St. John’s devotes an entire week to education about poverty in March. We collect money for our sister school in Kenya and encourage providing service to those in need. However, for the Brothers of the Christian Schools, aid to the poor is a way of life.
First founded by St. John Baptist de La Salle, the Brothers of the Christian Schools began by educating underprivileged children in France. Since then, Lasallian schools have popped up around the world, trying to continue La Salle’s vision.
For the Brothers at St. John’s, service to the poor is not limited to one week. Brother Mark organizes the Lasallian Youth program at SJC. This group of students goes to the San Miguel School weekly to tutor. During Poverty Education Week, they work in soup kitchens, food pantries, senior centers, and child daycare.
Brother Mark said, “It is very important for the students of St. John’s to understand what poverty is and where it exists. Knowing this, students are able to see how they can not just ease the burden of those afflicted by poverty, but work to end the causes that lead people to live in poverty.”
Brother Paul has also dedicated a significant amount of time to service for the poor.
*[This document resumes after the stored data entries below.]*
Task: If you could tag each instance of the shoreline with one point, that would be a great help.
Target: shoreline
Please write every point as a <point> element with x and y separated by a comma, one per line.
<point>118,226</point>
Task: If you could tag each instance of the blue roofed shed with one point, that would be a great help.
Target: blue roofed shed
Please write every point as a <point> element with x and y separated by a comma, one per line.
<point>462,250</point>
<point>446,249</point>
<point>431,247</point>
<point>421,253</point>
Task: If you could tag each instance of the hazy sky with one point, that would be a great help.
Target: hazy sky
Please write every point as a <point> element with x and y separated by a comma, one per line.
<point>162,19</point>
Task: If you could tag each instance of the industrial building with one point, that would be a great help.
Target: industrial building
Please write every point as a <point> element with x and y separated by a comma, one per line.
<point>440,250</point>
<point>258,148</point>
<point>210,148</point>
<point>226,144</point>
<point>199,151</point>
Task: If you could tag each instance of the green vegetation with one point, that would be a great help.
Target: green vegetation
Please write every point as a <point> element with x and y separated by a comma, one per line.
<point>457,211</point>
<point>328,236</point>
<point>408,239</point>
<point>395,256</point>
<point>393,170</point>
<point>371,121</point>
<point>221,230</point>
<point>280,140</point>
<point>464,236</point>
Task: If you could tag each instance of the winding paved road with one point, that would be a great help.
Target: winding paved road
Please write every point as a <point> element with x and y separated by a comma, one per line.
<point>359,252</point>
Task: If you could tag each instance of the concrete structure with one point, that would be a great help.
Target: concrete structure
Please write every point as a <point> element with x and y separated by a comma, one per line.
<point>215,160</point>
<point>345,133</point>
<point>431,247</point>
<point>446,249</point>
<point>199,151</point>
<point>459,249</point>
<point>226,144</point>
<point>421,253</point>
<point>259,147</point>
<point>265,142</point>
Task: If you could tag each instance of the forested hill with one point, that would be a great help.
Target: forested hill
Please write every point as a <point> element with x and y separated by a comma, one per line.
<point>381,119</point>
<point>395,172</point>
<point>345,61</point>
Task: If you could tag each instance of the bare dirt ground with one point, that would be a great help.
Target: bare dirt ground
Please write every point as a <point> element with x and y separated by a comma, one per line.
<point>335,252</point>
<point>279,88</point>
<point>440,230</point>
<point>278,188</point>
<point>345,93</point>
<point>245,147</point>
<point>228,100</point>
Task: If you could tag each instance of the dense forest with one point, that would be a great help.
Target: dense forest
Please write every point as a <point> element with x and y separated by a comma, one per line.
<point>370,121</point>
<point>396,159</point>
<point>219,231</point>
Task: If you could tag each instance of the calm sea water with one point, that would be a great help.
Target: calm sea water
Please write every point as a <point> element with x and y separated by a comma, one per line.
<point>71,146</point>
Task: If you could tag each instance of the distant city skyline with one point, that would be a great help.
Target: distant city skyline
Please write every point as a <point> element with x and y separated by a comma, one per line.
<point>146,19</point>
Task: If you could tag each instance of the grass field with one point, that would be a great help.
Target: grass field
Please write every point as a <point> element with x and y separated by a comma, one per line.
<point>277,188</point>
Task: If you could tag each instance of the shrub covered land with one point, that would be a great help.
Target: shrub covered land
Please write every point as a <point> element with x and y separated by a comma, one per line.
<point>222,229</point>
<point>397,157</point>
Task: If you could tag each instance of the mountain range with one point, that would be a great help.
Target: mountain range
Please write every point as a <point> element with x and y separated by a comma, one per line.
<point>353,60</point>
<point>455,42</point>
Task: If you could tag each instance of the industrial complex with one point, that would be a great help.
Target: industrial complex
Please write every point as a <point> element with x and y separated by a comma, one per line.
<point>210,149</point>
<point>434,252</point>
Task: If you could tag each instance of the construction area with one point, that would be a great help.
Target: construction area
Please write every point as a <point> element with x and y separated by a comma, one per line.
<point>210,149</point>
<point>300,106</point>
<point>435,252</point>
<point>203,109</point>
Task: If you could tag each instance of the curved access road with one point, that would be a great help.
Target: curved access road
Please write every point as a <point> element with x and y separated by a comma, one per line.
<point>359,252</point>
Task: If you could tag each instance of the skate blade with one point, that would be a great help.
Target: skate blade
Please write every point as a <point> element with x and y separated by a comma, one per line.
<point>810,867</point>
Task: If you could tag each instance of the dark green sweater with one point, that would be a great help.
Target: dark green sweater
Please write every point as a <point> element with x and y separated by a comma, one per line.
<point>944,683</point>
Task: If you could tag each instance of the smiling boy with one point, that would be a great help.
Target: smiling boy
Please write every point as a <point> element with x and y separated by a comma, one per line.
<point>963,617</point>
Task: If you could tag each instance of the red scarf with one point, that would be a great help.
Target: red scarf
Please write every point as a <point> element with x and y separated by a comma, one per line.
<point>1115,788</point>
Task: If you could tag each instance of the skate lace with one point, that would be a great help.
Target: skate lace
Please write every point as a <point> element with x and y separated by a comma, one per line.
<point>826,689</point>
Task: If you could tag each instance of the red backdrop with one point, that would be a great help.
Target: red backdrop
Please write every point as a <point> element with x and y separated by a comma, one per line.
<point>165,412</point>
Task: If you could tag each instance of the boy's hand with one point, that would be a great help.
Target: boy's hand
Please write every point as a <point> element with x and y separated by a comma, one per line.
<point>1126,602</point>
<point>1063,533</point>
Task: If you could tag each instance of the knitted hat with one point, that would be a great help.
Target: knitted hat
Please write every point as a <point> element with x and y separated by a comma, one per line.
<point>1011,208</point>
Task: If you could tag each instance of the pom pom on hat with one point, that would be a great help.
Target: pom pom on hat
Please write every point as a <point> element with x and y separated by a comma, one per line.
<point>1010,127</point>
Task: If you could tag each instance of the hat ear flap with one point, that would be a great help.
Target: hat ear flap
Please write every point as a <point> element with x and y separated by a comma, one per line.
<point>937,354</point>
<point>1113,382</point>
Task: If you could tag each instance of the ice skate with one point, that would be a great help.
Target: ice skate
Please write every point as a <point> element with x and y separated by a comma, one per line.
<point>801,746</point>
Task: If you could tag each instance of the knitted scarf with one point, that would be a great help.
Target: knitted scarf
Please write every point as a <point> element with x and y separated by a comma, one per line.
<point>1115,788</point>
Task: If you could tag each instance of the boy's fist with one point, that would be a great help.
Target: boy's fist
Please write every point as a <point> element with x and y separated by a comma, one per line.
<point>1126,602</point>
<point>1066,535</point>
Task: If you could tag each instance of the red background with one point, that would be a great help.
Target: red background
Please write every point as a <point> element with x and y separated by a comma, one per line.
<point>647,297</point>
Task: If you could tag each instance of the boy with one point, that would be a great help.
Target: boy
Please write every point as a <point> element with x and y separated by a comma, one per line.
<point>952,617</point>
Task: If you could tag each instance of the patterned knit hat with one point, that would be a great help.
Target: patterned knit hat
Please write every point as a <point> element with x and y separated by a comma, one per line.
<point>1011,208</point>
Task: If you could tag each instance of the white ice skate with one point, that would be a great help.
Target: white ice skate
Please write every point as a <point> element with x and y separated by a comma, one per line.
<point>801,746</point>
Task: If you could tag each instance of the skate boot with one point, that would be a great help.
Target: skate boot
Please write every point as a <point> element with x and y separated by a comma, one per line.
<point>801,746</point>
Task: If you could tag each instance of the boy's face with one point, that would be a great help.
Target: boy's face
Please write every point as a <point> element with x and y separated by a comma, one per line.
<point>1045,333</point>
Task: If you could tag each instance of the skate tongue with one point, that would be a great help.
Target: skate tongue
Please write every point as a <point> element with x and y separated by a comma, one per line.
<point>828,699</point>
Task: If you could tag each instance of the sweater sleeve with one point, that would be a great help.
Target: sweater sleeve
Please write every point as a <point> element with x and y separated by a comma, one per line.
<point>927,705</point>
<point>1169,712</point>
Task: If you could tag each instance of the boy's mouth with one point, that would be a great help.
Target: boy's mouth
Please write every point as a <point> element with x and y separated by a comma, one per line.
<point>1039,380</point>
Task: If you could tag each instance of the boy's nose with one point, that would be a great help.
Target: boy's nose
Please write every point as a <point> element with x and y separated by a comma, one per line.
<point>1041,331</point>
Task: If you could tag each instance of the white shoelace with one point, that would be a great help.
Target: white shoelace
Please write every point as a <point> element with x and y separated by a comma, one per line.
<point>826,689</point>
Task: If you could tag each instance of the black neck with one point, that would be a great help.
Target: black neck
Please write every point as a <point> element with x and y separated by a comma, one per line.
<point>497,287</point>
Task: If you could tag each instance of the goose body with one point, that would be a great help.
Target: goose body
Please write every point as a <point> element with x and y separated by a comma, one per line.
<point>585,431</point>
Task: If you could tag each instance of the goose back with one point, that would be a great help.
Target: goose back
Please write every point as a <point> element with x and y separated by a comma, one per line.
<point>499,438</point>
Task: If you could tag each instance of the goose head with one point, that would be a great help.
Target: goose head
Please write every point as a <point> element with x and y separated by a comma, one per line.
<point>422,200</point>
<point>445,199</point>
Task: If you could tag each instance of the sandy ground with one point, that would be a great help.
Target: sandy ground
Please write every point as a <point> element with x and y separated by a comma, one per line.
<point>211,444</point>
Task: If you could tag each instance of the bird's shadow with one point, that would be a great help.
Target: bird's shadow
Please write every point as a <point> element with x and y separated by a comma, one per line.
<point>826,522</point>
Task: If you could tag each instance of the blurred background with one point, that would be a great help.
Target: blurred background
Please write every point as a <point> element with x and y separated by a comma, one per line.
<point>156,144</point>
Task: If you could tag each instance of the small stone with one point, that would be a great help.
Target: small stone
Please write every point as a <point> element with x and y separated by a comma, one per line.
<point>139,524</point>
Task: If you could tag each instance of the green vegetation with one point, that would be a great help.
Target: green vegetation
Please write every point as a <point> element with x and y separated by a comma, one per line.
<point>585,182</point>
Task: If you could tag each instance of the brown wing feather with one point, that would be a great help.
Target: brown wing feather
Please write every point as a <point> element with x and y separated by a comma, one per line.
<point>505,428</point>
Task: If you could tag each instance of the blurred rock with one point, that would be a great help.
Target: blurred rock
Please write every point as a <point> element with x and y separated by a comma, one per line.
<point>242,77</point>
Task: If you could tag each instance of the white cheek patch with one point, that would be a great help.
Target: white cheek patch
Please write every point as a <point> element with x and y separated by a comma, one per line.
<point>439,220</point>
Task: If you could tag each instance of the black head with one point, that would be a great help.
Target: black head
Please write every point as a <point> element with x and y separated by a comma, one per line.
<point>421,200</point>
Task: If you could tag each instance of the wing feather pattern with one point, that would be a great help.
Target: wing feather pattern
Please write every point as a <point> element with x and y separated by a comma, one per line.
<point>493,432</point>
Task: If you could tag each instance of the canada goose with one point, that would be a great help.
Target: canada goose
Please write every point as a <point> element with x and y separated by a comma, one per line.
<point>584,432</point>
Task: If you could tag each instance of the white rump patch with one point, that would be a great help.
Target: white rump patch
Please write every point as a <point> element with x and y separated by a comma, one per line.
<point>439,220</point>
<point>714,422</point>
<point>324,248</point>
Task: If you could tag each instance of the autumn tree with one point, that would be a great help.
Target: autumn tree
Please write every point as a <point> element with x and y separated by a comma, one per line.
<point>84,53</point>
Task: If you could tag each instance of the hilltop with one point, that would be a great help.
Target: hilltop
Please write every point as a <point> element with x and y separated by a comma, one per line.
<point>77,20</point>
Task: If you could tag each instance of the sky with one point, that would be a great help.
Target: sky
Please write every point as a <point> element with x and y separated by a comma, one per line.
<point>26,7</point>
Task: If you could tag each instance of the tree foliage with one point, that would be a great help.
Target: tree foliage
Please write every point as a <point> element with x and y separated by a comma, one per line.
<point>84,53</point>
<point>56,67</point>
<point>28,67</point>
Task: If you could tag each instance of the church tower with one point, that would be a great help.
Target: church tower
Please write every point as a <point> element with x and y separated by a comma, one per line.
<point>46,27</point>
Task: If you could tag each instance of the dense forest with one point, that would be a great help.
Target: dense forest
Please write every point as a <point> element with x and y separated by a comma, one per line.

As he discussed at the kickoff assembly on Monday, he spent seven years working at a San Miguel school in San Francisco before becoming a brother. He emphasized in his speech the importance of connecting with people and not thinking about them as a statistic. He also organized a Catholic after-school program in the South Bronx for three years.
He said, “After years of thinking about becoming a Brother, I finally realized that I wouldn’t know if this was the life God was calling me to until I entered out of my comfort zone and took a leap of faith.”